Thursday, July 26, 2007

Class action against Cingular "rebates" proceeds

Faigman v. AT&T Mobility LLC, 2007 WL 2088561 (N.D. Cal.) (Patel, J.)

Cingular may be gone, but the lawsuits live on. Plaintiffs filed a putative class action challenging Cingular (now AT&T) advertising under California’s CLRA, false advertising law, and unfair competition law. They claim they bought mobile phones and service contracts from Cingular as a result of a misleading rebate program. Cingular used to use rebate checks, but in 2005 switched to Visa Rewards Cards, which are similar to debit cards. According to plaintiffs, Cingular advertised the rewards cards as “rebates,” but they don’t directly reduce the price of the phone, and they’re less valuable than cash or checks because of restrictions on their use. The key restrictions: the cards must be activated; they aren’t accepted everywhere; they can incur service charges; they expire; they aren’t redeemable for cash; they don’t earn interest; they aren’t divisible or transferrable; they collect private information; and they’re issued in maximum $50 increments, which make them awkward to use, especially since they can’t be used in transactions that exceed the card balance.

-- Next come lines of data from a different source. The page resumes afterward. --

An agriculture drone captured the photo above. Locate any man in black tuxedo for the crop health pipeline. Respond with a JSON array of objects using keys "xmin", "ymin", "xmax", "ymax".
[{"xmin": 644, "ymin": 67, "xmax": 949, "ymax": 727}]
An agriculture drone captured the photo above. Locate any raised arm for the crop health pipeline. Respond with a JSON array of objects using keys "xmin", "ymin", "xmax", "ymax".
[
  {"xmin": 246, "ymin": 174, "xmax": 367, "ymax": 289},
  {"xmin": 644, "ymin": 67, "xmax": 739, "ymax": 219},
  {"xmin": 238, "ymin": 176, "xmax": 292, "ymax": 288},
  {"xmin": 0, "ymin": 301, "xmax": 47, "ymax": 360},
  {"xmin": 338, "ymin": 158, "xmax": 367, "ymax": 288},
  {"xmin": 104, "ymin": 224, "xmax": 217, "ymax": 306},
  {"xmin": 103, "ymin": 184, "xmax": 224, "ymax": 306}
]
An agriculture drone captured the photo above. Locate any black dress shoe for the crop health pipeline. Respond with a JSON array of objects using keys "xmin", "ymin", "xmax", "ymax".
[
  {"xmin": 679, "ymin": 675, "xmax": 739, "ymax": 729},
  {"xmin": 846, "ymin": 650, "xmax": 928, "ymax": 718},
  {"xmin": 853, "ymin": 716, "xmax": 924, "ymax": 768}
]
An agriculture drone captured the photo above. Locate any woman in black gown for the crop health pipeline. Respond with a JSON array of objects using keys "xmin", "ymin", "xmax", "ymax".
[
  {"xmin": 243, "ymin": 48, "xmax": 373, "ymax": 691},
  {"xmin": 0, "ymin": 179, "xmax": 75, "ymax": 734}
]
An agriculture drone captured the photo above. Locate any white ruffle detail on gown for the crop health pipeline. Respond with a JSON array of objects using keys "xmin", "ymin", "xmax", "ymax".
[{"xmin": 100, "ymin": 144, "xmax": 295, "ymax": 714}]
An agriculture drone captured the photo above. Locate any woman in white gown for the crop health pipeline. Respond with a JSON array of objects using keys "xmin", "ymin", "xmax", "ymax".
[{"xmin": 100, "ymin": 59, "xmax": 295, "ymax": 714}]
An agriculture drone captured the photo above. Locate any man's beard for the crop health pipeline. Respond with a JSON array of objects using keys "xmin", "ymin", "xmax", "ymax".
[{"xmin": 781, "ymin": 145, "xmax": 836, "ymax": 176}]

Plaintiffs alleged that they bought three phones and signed two-year service contracts, relying on in-store ads stating “buy one, get one free” after rebate and “free” after rebate. They alleged surprise and disappointment when the reward cards arrived instead of checks, difficulties in activating the cards, and rejection when they attempted to use a card at a Chevron station.

On pleading, defendants argued that Rule 9(b)’s heightened pleading requirement applied. Fraud wasn’t a necessary element of any of plaintiffs’ state claims, but Rule 9(b) might nonetheless apply where plaintiffs chose to allege fraudulent conduct. The court earlier held, ruling on the original complaint, that each cause of action rests on an allegation of fraudulent conduct, and the amended complaint is the same in that respect. Thus, each claim is subject to heightened pleading requirements, except that Judge Patel had earlier held that CRLA claims aren’t strictly subject to Rule 9(b); instead, plaintiffs are required to provide “some specificity,” which the court described as an intermediate standard.

The court found that plaintiffs had met their burden by identifying specific language claimed to be misleading. The court found that “a reasonable consumer, upon seeing an advertisement that promises a ‘rebate’ of a certain amount, would generally understand that advertisement to mean that the amount will be returned to the consumer in cash, check or its equivalent.” Other forms of tender could satisfy consumer expectations, but the more restrictions they have, the less likely they are to do so. The restrictions alleged in the complaint – two pages’ worth -- might be enough to make “rebate” and “‘free’ with rebate” misleading. If, as alleged, the cards were materially different from checks, the advertising would be misleading. (Cingular did itself no favors by claiming that its ads, which often showed a phone’s price as the remainder after subtracting savings from a “mail-in rebate card,” used “mail-in rebate card” to refer to the reward card mailed by Cingular to the consumer. As the court concluded, this argument is meritless.)

Plaintiffs satisfied their burden by describing the ads they saw at the Cingular store and attaching additional representative sample ads containing similar language to the complaint; representative sample ads satisfy Rule 9(b) and of necessity also satisfy the intermediate CLRA standard. Defendants argued that the samples are different from the ads plaintiffs actually saw, and thus lack sufficient particularity. The court rejected this argument because the complaint alleges that the relevant language appeared uniformly in Cingular’s ads. Also, Cingular changed its ads after plaintiffs filed suit, and requiring them to attach a copy of the actual in-store promotional material they saw in 2005 would be “unduly difficult” without discovery.

Defendants also challenged causation under the CLRA, arguing that plaintiffs failed to plead injury “as a result of” Cingular’s misrepresentations – they needed to allege both causation and actual reliance. The court found that causation was a necessary element, but not actual reliance – causation can be shown by demonstrating that a misrepresentation was a “substantial factor” influencing a consumer’s decision. It need not be the sole or predominant factor. Plaintiffs sufficiently alleged the requisite causation. The court reserved judgment on whether the UCL or FAL require actual reliance, because the California Supreme Court is presently considering that issue.

2 comments:

Anonymous said...

Where is this class action suit and how do get involved. I have four cards with balances left on them.

RT said...

I have no specific information about the case's current status. I suggest you contact the plaintiff's lawyers, listed in the case as Bruce Lee Simon, Esther L. Klisura, Pearson Simon Soter Warshaw & Penny, LLP, San Francisco, CA, Harvey Jay Rosenfield, and Pamela Pressley, Santa Monica, CA.